In this article, we introduce the Adversarial Deconfounding AutoEncoder (AD-AE) approach to deconfounding gene expression latent spaces. The AD-AE model consists of two neural networks (i) an autoencoder to generate an embedding that can reconstruct original measurements, and (ii) an adversary trained to predict the confounder from that embedding. We jointly train the networks to generate embeddings that can encode as much information as possible without encoding any confounding signal. By applying AD-AE to two distinct gene expression datasets, we show that our model can (i) generate embeddings that do not encode confounder information, (ii) conserve the biological signals present in the original space and (iii) generalize successfully across different confounder domains. We demonstrate that AD-AE outperforms standard autoencoder and other deconfounding approaches.
Our code and data are available at https//gitlab.cs.washington.edu/abdincer/ad-ae.
Supplementary data are available at Bioinformatics online.
Supplementary data are available at Bioinformatics online.
Accurate prediction of cancer drug response (CDR) is challenging due to the uncertainty of drug efficacy and heterogeneity of cancer patients. Strong evidences have implicated the high dependence of CDR on tumor genomic and transcriptomic profiles of individual patients. Precise identification of CDR is crucial in both guiding anti-cancer drug design and understanding cancer biology.

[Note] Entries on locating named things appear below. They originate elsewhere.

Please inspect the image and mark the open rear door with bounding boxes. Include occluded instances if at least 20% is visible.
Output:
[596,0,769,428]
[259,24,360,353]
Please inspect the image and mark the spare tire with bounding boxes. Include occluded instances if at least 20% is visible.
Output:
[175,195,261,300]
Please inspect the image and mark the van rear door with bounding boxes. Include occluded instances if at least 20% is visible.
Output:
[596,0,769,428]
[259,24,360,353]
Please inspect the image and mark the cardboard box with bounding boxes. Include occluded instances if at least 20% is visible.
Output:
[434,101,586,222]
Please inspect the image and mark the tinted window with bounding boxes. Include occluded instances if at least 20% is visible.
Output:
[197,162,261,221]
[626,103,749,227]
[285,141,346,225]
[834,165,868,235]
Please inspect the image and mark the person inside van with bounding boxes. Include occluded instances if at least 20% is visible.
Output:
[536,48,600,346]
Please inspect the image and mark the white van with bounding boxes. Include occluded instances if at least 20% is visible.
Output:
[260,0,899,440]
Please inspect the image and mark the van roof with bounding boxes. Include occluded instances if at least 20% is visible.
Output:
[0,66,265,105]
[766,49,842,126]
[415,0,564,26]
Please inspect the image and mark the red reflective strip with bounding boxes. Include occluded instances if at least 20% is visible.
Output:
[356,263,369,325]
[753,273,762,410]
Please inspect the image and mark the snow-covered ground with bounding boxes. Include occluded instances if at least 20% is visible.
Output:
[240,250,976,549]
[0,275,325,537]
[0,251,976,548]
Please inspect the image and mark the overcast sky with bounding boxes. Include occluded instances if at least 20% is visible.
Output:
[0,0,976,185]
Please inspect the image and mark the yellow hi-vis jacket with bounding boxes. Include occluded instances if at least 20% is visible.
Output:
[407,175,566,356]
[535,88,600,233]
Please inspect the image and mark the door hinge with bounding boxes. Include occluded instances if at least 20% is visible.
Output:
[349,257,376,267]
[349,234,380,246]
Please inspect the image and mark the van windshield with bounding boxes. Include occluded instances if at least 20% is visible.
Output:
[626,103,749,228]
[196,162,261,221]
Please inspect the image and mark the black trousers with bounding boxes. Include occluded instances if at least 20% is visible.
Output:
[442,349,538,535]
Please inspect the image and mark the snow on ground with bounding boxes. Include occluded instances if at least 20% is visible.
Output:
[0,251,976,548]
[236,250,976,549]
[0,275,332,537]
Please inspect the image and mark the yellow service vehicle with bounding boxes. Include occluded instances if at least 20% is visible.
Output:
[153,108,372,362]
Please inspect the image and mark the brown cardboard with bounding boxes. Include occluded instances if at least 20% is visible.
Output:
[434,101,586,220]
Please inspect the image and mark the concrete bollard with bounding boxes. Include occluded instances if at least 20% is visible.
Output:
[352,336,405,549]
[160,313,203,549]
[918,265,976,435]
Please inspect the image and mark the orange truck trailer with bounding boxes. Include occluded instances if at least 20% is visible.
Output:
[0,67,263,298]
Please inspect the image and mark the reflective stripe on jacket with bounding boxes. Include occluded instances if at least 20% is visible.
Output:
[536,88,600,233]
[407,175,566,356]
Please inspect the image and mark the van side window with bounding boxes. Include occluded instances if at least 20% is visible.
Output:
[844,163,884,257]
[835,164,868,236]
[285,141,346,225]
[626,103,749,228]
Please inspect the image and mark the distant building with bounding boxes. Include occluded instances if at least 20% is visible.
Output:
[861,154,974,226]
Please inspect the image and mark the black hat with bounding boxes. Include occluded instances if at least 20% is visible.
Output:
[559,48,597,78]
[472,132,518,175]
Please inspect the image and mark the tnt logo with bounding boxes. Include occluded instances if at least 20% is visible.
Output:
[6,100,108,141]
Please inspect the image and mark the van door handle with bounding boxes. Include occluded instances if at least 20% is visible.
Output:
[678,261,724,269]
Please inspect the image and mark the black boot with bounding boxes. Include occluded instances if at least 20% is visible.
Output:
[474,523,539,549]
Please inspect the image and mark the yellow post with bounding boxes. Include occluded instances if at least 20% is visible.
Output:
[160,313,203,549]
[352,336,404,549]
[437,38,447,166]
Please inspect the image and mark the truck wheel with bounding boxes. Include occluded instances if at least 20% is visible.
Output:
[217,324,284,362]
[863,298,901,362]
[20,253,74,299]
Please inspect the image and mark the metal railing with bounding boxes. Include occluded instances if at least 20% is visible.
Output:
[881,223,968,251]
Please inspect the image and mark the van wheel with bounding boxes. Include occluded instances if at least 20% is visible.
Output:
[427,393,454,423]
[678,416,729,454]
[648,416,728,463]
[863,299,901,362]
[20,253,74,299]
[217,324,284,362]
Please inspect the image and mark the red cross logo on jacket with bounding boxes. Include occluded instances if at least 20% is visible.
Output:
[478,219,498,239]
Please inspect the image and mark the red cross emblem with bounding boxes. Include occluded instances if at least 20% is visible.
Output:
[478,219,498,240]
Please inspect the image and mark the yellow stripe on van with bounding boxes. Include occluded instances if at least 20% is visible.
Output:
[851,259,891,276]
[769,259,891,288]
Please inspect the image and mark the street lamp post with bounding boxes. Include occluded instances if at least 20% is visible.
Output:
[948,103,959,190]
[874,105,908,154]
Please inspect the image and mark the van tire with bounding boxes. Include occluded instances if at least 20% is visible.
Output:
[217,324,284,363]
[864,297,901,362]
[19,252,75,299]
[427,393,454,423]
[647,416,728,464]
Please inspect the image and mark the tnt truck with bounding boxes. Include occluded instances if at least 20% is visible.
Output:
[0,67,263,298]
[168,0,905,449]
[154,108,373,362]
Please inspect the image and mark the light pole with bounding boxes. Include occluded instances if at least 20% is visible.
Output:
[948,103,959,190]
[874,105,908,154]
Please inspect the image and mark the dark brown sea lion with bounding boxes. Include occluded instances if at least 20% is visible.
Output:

In this study, we present DeepCDR which integrates multi-omics profiles of cancer cells and explores intrinsic chemical structures of drugs for predicting CDR. Specifically, DeepCDR is a hybrid graph convolutional network consisting of a uniform graph convolutional network and multiple subnetworks. Unlike prior studies modeling hand-crafted features of drugs, DeepCDR automatically learns the latent representation of topological structures among atoms and bonds of drugs. Extensive experiments showed that DeepCDR outperformed state-of-the-art methods in both classification and regression settings under various data settings. We also evaluated the contribution of different types of omics profiles for assessing drug response.